We spent a decade building elaborate abstractions to make development more accessible. Now we’re peeling some of that back because our AI assistants work better with the raw interfaces underneath. There’s an irony there I’m still processing.
The Deceptive Complexity of Simple Changes
Don Moynihan’s essay on DirectFile isn’t just about a failed government program. It’s about a paradox that anyone working in large organizations will recognize immediately: the simpler a potential change appears, the more likely it has deceptive complexity that others have tried and failed to resolve.
DOGE dismantled DirectFile during their brief rampage through government services. DirectFile was a program that let people file taxes online directly with the government, bypassing the tax preparation industry. It worked. People used it. It saved them money.
But it’s gone now, along with 25% of IRS staff. The IRS budget is 40% below what it was in 2010. We hate tax collectors, I get it. But this isn’t actually good. An efficient tax system is critical infrastructure. Historians point to Britain’s tax collection efficiency as a major reason they won their century-long struggle with France. France’s broken tax system helped spark their revolution.
The people who worked on DirectFile drew a sharp contrast with DOGE’s approach. One told Moynihan: “if you do not think government has a responsibility to serve people, I think it draws into question how good are you going to be at making government work better for people if you just don’t believe in that underlying principle.”
That hits on something important about technology work in general. If you don’t believe in the mission, if you don’t care about the users, you’ll make different decisions.
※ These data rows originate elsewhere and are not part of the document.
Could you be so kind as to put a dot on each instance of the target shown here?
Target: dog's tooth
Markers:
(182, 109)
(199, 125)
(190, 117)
Faster isn’t always better. Cheaper isn’t always smarter. Simple isn’t always possible.
The lesson extends beyond government. Every large organization has its DirectFiles, its deceptively simple problems that resist easy solutions because they’re embedded in complex systems built over decades. The attitude you bring to that complexity matters more than the tools you use to address it.
We’re in this weird moment where AI gives us unprecedented power to generate complexity quickly, while simultaneously exposing how much we’ve forgotten about managing that complexity once it exists.